3. The method for improving semantic segmentation of the image with fusion of the hole convolution and the multi-level feature information as claimed in claim 1, wherein: in order to fuse feature images with different levels and different spatial information and semantic information at the same resolution, it is necessary to uniformly process an output feature image of multiple levels to a quarter size of an original resolution of the image through a bilinear interpolation method, and the specific implementation method of S3 includes the following steps:

s3.1, four times up-sampling the deepest output feature image by a bilinear interpolation method;

s3.2, the output characteristic image of the layer in the S2.1 is subjected to four-time up-sampling through a bilinear interpolation method;

s3.3, the output characteristic image of the layer in the S2.2 is subjected to four-time up-sampling through a bilinear interpolation method;

s3.4, performing up-sampling on the layer of output characteristic image in the S2.3 by twice through a bilinear interpolation method;

and S3.5, refining the boundary of the output characteristic images in S2.4, S3.1, S3.2, S3.3 and S3.4 by a BR module, fusing, performing up-sampling two steps of processing by 3 x 3 convolution and a bilinear interpolation method, and recovering to the original resolution of the images to obtain the final prediction segmentation image.

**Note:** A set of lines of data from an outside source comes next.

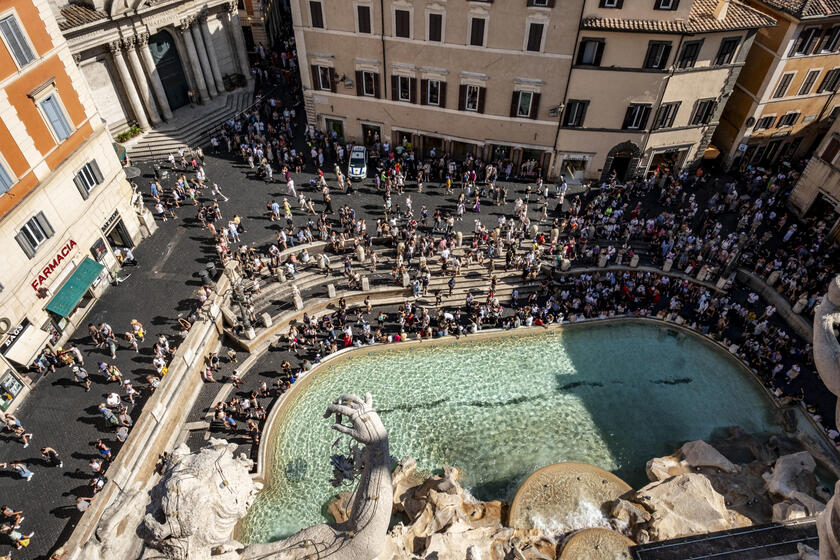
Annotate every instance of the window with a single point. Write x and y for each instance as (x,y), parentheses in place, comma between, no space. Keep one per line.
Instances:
(666,4)
(666,115)
(765,122)
(16,41)
(829,155)
(402,23)
(6,180)
(784,83)
(535,33)
(590,52)
(727,49)
(315,14)
(809,82)
(657,56)
(34,233)
(636,116)
(831,39)
(575,113)
(788,119)
(688,56)
(806,41)
(54,115)
(431,93)
(87,178)
(436,27)
(477,26)
(363,17)
(829,82)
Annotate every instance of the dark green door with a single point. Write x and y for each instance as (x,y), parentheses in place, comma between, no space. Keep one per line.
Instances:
(169,68)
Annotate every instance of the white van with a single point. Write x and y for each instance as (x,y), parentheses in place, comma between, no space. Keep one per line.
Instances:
(357,168)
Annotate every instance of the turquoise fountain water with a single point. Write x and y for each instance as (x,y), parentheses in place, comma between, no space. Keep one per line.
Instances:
(609,395)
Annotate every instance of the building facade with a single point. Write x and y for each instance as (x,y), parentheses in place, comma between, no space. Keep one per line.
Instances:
(785,98)
(65,203)
(144,60)
(586,90)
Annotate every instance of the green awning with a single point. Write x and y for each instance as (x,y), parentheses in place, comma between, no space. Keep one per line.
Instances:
(68,297)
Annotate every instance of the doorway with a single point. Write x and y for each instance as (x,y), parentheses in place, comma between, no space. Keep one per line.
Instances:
(168,64)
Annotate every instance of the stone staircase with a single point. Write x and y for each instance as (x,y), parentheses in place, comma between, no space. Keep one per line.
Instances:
(190,127)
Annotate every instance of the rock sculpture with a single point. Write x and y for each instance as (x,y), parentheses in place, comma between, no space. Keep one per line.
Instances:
(827,360)
(362,536)
(199,500)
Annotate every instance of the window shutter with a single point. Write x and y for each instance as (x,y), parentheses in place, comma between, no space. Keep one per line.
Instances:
(96,172)
(535,105)
(24,244)
(80,184)
(45,224)
(316,79)
(628,117)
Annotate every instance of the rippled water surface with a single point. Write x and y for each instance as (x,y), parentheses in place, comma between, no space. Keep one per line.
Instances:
(610,395)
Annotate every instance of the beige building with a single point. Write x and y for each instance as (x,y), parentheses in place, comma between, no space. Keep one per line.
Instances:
(65,203)
(785,98)
(817,193)
(584,90)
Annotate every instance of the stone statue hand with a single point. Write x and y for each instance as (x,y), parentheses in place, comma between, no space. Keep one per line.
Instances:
(367,427)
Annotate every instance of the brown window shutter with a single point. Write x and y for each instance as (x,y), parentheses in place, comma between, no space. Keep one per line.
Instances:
(535,105)
(316,81)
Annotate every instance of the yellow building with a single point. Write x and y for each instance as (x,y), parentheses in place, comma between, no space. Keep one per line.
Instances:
(785,98)
(583,89)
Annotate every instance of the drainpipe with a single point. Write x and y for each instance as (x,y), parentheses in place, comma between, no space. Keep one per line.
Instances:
(566,90)
(384,61)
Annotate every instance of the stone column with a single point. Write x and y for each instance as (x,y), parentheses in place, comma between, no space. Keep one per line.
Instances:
(128,85)
(202,57)
(152,75)
(140,79)
(195,64)
(211,53)
(239,40)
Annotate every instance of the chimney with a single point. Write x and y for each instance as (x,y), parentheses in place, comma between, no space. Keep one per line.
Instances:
(721,9)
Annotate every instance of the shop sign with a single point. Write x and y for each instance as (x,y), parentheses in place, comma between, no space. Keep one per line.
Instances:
(10,387)
(13,336)
(52,266)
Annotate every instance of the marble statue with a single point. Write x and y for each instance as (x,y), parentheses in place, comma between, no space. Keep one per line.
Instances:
(362,536)
(827,360)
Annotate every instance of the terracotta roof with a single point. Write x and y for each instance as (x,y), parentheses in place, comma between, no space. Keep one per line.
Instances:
(76,15)
(806,8)
(701,20)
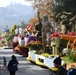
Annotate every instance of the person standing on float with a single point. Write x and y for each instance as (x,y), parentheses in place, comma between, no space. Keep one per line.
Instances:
(47,29)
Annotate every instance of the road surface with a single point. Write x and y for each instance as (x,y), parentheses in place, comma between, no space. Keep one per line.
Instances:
(25,67)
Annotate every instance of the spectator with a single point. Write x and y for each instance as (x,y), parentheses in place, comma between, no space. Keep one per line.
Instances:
(12,65)
(61,69)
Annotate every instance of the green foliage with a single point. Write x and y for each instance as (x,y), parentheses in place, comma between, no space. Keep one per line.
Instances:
(64,5)
(70,57)
(12,28)
(45,54)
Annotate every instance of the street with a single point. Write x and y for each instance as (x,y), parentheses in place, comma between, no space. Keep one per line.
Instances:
(25,67)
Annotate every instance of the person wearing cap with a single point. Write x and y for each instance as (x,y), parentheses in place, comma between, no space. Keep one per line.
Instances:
(61,70)
(47,29)
(13,65)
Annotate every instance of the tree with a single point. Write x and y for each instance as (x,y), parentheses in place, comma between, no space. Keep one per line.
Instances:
(64,11)
(23,25)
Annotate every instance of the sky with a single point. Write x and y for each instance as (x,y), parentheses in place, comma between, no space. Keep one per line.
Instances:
(4,3)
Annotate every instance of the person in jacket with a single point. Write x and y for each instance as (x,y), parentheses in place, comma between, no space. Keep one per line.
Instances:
(13,65)
(61,70)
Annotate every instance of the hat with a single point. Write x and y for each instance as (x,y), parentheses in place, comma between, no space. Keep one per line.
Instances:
(57,60)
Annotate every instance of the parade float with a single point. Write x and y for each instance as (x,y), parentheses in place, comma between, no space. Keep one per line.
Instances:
(62,44)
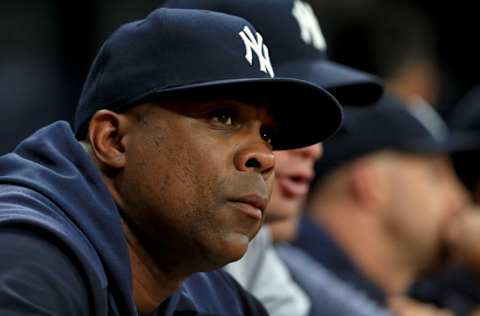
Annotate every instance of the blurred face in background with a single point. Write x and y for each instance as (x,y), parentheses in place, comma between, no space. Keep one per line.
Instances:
(294,171)
(423,196)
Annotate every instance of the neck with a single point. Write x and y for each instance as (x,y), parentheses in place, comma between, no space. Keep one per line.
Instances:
(151,284)
(369,249)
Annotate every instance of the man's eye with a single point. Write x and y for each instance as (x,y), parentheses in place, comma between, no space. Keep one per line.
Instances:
(267,134)
(223,116)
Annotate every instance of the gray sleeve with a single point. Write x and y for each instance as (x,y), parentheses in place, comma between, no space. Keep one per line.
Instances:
(37,276)
(264,275)
(329,294)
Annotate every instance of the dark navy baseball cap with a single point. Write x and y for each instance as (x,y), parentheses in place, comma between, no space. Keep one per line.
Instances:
(388,125)
(298,46)
(186,53)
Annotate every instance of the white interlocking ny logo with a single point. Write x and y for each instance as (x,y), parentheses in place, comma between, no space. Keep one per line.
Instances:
(260,49)
(310,29)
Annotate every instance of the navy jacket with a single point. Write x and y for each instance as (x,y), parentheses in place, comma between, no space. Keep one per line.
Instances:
(62,246)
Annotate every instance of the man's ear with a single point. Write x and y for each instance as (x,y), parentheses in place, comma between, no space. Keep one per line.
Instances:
(367,183)
(107,135)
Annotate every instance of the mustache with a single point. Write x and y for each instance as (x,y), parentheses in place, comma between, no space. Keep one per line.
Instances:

4. The method for improving semantic segmentation of the image with fusion of the hole convolution and the multi-level feature information as claimed in claim 1, wherein: the specific implementation method of the S4 comprises the following steps:

s4.1, calculating the cross entropy loss of the segmentation prediction graph and the standard segmentation graph in the data set, updating the parameter weight in the model by using a back propagation algorithm, and training by a training set in the data set to obtain a final semantic segmentation model;

and S4.2, predicting the performance by using the mIoU index test model by using the data set.